5.Kalpte Asılı Kelepçe

1.1K 135 92
                                    

Keyifli Okumalar 🖤

Keyifli Okumalar 🖤

Oops! Bu görüntü içerik kurallarımıza uymuyor. Yayımlamaya devam etmek için görüntüyü kaldırmayı ya da başka bir görüntü yüklemeyi deneyin.

🎨🩹

Günlerdir uyumuyordum. Uykusuzluk, artık kelimelerimi bile karıştırabileceğim kadar derin özlemini göz kapaklarımda hissettiriyordu. Ama uyumuyordum. Uyuyamıyordum.

Korkaktım ben; bu, beş yaşımdayken de aynıydı, yirmi beş yaşımdayken de. Belki de hiç değişmeyecekti ve ölümün beni kucaklayacağı güne kadar da korkak kalacaktım.

Acı, ilk yüreğime işlendiğinde korku da, ilk o gün vuku bulmuştu kalbimde ve bir misafir gibi yerleşmişti. Ama farkı vardı misafirden; korku, hiç gitmeyecek gibi yer edinmişti içimde ve zihnimin içinde devamlı yankılanan kırbaç sesleri de, ona daha konforlu bir alan bahşetmişti.

Ve şimdi, en büyük korkumu yaşıyordum; yalnızlık. Yapayalnızdım. Böyle pekiştirince kelime daha da korkunç bir hale bürünüyordu ve sanki bir beden olup gölgesi üstüme çörekleniyordu; fakat öyleydi, yapayalnızdım. Kimsesizdim.

Bütün eşyalar nefes alıp verirken, dolapta önümüzdeki kış yemek için bekleyen geçen yazdan kalan konserveler dururken, sallanan sandalyesinde ölümün tazeliği ileri geri hareket ederken bu ev, cehennemden farksızdı.

Sırtım soğuk duvara yaslı, dizlerim göğsüme çekili dururken elimi yanımdaki kısa sehpaya uzatıp paketimden bir sigara çıkarttım. Parmaklarımın arasına itinayla yerleştirdiğim dalın ucunu tutuşturup derin bir nefes çektiğimde, karanlık odanın içi puslu dumanla kaplanmıştı.

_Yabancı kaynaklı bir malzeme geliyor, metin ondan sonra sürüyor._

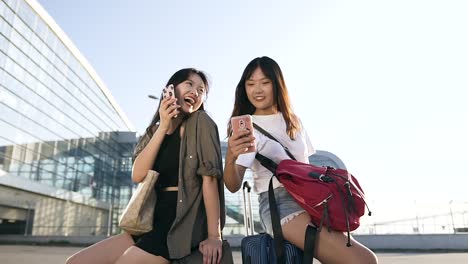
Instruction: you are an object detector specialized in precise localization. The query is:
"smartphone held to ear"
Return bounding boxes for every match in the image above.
[163,84,175,98]
[231,115,257,152]
[163,84,177,118]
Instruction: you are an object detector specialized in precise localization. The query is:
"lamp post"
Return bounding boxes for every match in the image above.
[449,200,457,234]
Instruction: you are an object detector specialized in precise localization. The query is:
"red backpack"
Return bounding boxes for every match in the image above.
[254,124,371,246]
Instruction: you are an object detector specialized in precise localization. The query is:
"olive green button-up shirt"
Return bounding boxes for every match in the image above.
[136,110,226,259]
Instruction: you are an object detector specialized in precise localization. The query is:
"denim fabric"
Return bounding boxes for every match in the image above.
[258,187,305,236]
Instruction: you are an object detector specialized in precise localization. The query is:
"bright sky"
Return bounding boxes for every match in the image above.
[39,0,468,218]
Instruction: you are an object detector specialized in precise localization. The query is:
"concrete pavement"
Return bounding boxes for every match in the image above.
[0,245,468,264]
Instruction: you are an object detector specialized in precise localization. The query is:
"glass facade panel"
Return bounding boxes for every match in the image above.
[0,0,136,235]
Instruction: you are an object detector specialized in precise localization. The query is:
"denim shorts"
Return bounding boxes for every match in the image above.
[258,187,305,236]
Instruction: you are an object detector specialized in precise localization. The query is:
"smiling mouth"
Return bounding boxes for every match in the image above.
[184,96,196,106]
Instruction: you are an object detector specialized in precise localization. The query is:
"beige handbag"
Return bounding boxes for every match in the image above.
[119,170,159,235]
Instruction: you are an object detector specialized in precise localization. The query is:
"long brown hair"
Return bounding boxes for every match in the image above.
[227,56,301,139]
[133,68,209,159]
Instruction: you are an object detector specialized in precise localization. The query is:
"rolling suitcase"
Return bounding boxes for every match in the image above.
[241,181,303,264]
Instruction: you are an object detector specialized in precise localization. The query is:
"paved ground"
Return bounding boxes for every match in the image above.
[0,245,468,264]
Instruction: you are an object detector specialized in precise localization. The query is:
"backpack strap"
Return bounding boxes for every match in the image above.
[253,123,317,263]
[253,123,296,160]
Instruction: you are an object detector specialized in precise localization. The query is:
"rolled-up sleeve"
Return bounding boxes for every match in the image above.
[197,111,223,179]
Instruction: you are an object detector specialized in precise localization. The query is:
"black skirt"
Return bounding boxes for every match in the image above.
[133,191,177,260]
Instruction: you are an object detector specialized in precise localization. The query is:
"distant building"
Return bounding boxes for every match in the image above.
[0,0,136,235]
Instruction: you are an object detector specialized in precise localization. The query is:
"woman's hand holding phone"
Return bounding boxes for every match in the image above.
[228,115,256,159]
[159,84,180,129]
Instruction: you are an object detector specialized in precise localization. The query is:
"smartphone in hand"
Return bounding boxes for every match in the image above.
[231,115,256,152]
[163,84,175,98]
[163,84,177,118]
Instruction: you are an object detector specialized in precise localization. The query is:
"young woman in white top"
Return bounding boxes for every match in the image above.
[224,57,377,264]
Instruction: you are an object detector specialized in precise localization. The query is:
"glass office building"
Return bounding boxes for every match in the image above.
[0,0,350,236]
[0,0,136,235]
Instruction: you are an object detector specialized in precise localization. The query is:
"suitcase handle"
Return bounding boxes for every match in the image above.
[242,181,254,236]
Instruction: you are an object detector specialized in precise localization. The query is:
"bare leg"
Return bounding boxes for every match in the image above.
[66,233,134,264]
[115,246,169,264]
[282,213,377,264]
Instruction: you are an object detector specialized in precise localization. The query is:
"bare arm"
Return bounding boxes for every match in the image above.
[203,176,221,239]
[132,98,180,182]
[132,127,167,182]
[224,131,255,193]
[199,176,223,263]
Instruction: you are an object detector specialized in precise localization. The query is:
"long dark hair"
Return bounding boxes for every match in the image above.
[227,56,301,139]
[133,68,209,158]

Anneannem, 'İçme şunu, Füruz,' dedi sanki bir yerlerden beni görüp ve sanki ciğerlerime inen zehir, onu üzüyormuş gibi sesi sertleşti yine.

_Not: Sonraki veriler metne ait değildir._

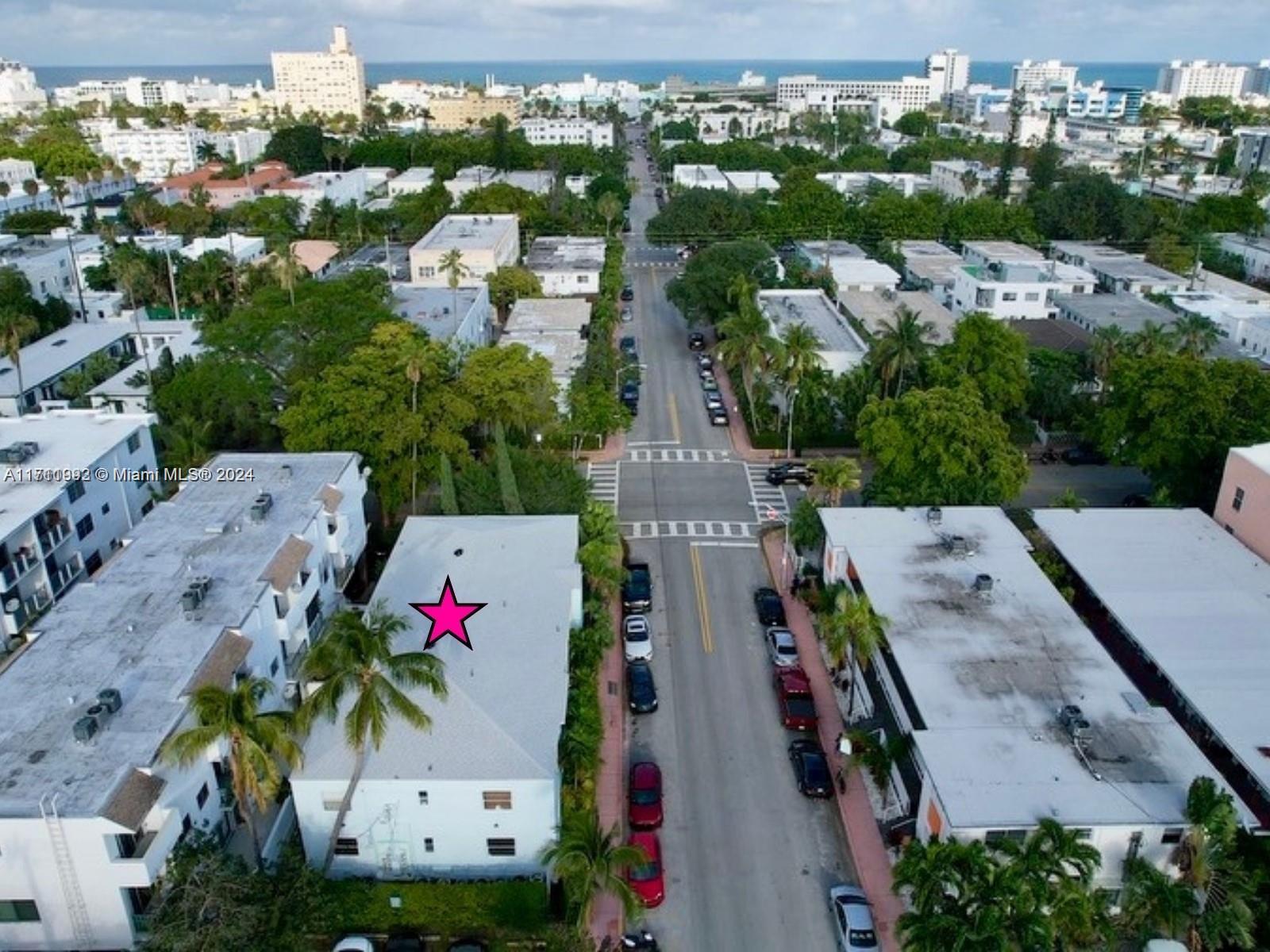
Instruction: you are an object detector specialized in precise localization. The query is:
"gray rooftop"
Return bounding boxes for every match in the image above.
[525,236,605,271]
[821,506,1234,827]
[294,516,582,781]
[1035,509,1270,817]
[0,453,358,816]
[758,288,868,354]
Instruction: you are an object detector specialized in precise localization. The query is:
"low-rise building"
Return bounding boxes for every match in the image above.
[392,282,494,349]
[525,236,605,297]
[410,214,521,287]
[389,165,437,198]
[821,506,1249,890]
[0,410,160,642]
[758,288,868,373]
[1035,510,1270,827]
[0,453,366,950]
[291,516,582,880]
[498,297,591,411]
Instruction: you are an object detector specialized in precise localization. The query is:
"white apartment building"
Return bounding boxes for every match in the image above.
[0,59,48,118]
[931,159,1031,202]
[100,125,271,182]
[521,119,614,148]
[0,453,366,950]
[410,214,521,287]
[926,49,970,102]
[821,506,1251,890]
[1010,60,1077,93]
[271,27,366,119]
[389,167,437,198]
[1156,60,1249,106]
[0,410,159,642]
[525,236,605,297]
[758,289,868,374]
[950,259,1097,320]
[291,516,582,880]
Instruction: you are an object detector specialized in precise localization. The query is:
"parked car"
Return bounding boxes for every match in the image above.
[626,760,663,829]
[626,831,665,909]
[766,628,798,668]
[766,462,815,486]
[622,614,652,662]
[626,662,656,713]
[829,886,880,952]
[790,740,833,800]
[773,668,815,731]
[1063,446,1107,466]
[754,588,785,626]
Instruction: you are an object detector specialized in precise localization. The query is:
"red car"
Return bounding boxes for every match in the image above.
[773,668,815,731]
[627,760,662,830]
[626,831,665,909]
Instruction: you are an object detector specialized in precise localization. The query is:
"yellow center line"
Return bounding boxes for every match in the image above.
[688,546,714,655]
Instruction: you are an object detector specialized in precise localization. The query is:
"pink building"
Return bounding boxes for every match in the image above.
[1213,443,1270,561]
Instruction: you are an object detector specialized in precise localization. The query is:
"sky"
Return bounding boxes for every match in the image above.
[7,0,1270,66]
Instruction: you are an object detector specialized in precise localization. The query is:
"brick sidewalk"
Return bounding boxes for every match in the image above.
[764,532,904,952]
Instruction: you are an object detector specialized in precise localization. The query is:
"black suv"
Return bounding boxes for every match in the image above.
[754,588,785,627]
[767,463,815,486]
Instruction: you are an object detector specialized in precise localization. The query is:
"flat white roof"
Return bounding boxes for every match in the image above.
[0,453,358,816]
[821,506,1239,829]
[292,516,582,782]
[1035,510,1270,817]
[0,410,155,539]
[410,214,517,251]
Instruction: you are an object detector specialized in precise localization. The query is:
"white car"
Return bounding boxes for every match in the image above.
[622,614,652,662]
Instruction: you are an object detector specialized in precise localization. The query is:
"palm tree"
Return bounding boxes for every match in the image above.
[1172,313,1222,357]
[541,810,648,925]
[819,585,891,717]
[437,248,471,327]
[872,305,935,397]
[160,678,301,868]
[0,307,40,415]
[298,599,446,872]
[811,455,860,508]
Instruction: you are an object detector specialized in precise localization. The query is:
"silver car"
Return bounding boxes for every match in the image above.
[829,886,881,952]
[767,628,798,668]
[622,614,652,662]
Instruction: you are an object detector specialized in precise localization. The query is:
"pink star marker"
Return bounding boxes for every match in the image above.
[409,575,489,651]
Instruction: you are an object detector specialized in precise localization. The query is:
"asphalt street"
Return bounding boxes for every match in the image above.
[614,129,855,952]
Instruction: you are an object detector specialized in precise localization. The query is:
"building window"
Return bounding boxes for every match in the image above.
[485,836,516,855]
[335,836,358,855]
[480,789,512,810]
[0,899,40,923]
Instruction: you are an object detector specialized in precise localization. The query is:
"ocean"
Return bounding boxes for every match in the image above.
[33,60,1162,89]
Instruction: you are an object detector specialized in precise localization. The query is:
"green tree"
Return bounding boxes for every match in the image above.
[160,678,301,868]
[859,385,1027,505]
[931,311,1027,416]
[297,601,447,872]
[542,810,648,925]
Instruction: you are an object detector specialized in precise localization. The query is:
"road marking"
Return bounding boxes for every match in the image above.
[688,548,714,655]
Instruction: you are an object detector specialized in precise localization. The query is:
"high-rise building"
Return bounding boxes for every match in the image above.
[926,49,970,99]
[1010,60,1076,93]
[1156,60,1249,103]
[271,27,366,118]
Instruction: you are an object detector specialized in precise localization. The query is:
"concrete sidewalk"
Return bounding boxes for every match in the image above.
[764,532,904,952]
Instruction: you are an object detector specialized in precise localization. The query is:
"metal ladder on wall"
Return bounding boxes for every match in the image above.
[40,793,93,948]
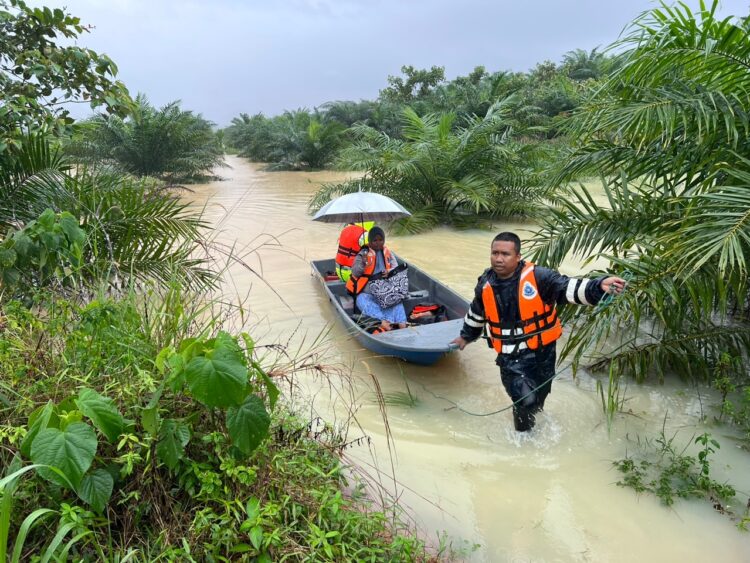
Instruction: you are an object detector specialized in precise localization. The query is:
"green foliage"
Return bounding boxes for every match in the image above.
[0,0,131,155]
[534,2,750,394]
[0,136,216,289]
[311,98,543,232]
[613,432,736,519]
[380,65,445,104]
[226,109,344,170]
[72,94,224,183]
[0,209,86,297]
[0,290,438,561]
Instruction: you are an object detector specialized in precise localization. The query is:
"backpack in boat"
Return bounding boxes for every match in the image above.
[367,264,409,309]
[409,303,448,325]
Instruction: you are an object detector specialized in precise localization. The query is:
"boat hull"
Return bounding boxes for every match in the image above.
[311,259,469,365]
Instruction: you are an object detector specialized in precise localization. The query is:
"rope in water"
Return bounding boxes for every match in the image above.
[420,270,633,416]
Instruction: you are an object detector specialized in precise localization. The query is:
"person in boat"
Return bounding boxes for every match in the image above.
[346,227,407,331]
[336,221,375,283]
[453,232,626,432]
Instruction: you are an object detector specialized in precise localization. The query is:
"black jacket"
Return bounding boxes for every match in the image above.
[461,260,606,342]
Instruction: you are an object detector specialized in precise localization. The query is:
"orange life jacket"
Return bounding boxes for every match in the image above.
[346,246,391,295]
[336,225,367,268]
[482,262,562,354]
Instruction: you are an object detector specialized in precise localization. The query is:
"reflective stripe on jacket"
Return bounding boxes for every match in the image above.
[336,225,367,268]
[482,262,562,354]
[346,246,391,295]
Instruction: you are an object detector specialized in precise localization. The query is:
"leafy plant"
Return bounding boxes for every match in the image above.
[72,94,224,183]
[0,0,131,153]
[311,98,543,232]
[613,431,736,519]
[533,1,750,396]
[0,209,86,298]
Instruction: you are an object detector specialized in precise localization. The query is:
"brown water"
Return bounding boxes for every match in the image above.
[190,157,750,561]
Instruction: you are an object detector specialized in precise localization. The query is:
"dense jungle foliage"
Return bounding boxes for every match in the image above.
[226,2,750,438]
[0,0,750,561]
[0,0,449,562]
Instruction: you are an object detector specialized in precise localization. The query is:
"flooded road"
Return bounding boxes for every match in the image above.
[188,157,750,562]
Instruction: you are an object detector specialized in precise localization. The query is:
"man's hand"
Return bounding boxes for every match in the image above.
[601,276,628,295]
[451,336,468,350]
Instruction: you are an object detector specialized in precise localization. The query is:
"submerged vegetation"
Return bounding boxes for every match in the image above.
[0,294,438,561]
[66,95,224,184]
[313,98,544,232]
[535,3,750,418]
[0,0,750,561]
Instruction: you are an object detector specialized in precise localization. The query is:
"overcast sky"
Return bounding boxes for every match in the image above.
[30,0,750,126]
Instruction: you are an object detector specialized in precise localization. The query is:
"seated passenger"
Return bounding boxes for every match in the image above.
[336,221,375,282]
[346,227,407,330]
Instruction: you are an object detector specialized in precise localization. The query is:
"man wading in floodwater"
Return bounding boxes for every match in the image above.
[453,232,625,432]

Yokluğunu kendime hatırlatır gibi bir nefes daha çektiğimde, hayatımı ellerimin arasında tutuyormuşum ve bile isteye zehirliyor, bir an önce bu dünyada bana ayrılan sürenin sonuna gelmek istiyormuşum gibi hissettim.

Tam karşımda duran sallanan sandalyeye baktım. "Hepiniz öldünüz, anneanne," dedim başım sağ omzuma yaslanırken. "Hepiniz gittiniz ama ben hâlâ buradayım..."

Bazen hayatımdaki herkes gidene kadar onları izlemeye mahkum edilmişim gibi hissederdim. Bu kadar yokluğun, başka bir açıklaması olamazdı galiba.

İlk kaybım babamdı.

Mavi, iri cam boncuklardan dizili, boynumdan çıkartmadığım kolyeyi hiç unutamıyordum o zamanlara dair. Evde herkes ağlıyordu, bense koştukça boncukları birbirine çarpıp ses çıkartan kolyemden dolayı kıkırdıyordum.

Çok küçüktüm, ölümle tanışmayı anlamayacak kadar küçük.

Yerde serili, göbekli desen denilen, antika bordo halının, ayaklarımın altına verdiği hissi bugün bile düşününce anımsıyordum. Kenarı yol şeridi gibi mavi çizgiyle ayrılan halının, o şeridini taşırmadan koşuyordum.